Evaluation of the study designs, patient populations, and results of the UPLIFT, TORCH, and INSPIRE offer little evidence to suggest that any of these three trials were seriously flawed. One difference among these three trials that has raised some questions is the reported absolute mortality rate. The INSPIRE trial reported on overall mortality rate of about 4.5% with a 2-year follow-up, while the TORCH and UPLIFT trials reported overall mortality rates of approximately 13% to 16% with 3- to 4-year follow-ups. The severity of illness of enrolled patients do not appear to be dramatically different, although the study with the lowest mortality (INSPIRE) had the lowest mean baseline post-bronchodilator FEV₁ (38% vs 44%–47%). One major limitation of each of these trials is the failure to report the incidence of baseline major co-morbidities. The numbers of patients with prior coronary heart disease and other co-morbidities is not disclosed. It is interesting to note that in the INSPIRE trial, mortality results for patients with a history of cardiac disease are reported, but the incidence of cardiac disease at baseline is unknown. It is clear given the disparate mortality outcomes between the three randomized trials that attempts to compare studies enrolling different patient populations and reach valid conclusions based on those comparisons is futile.

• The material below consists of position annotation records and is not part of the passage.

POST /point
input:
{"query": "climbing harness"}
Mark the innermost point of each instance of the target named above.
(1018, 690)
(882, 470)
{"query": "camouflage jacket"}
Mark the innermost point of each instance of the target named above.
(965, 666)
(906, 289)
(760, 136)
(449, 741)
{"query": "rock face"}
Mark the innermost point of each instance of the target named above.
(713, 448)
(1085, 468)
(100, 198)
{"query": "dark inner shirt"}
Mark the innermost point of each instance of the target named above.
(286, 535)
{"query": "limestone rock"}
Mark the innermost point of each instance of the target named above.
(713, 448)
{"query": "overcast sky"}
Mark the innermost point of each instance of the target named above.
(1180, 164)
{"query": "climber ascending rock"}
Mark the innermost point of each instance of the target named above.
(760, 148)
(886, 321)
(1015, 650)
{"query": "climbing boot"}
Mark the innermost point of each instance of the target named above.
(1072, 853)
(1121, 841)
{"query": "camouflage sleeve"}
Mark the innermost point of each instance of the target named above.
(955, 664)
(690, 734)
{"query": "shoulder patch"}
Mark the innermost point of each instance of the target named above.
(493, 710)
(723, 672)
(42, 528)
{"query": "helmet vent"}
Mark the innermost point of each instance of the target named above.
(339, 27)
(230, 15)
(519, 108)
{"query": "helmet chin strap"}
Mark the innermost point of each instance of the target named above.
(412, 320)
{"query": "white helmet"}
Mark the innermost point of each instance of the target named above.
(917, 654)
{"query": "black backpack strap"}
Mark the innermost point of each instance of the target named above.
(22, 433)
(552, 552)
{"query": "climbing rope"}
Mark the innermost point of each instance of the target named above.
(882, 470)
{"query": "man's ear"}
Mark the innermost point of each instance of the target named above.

Following the FDA’s early communication and the publication of the meta-analysis by Singh et al the American College of Chest Physicians convened a task force of pulmonologists with expertise on the use of inhaled bronchodilators in patients with COPD. The task force reached four areas of agreement. (1) Smoking cessation remains the only treatment proven to slow the progression of COPD in all stages and reduced the risk of death from cardiovascular disease. (2) More patients with severe COPD die from cardiovascular disease (heart attack or stroke) than from respiratory failure. (3) All of the risks, benefits, and costs of the inhaled medications used for COPD need to be assessed when they are prescribed and at each follow-up visit. Decisions about changes in the use of inhaled anticholinergics in patients with COPD should consider the patient’s symptoms, comorbidities, patient comfort level, and potential benefit versus risk. (4) Prospective, adequately powered randomized clinical trials, designed and monitored by the NHLBI and FDA, should be conducted to provide more evidence regarding the safety of tiotropium. The goal of these studies should be to determine the subsets of patients with COPD at the highest risk of adverse cardiovascular events. The studies should include adjudication of the cardiovascular events and represent the patients who are treated with these drugs in a real world setting.

Disclosures

Drs Morrow and Schuller are on the Boehringer-Ingelheim speakers’ bureau. Drs Hilleman and Malesker have no conflicts to disclose.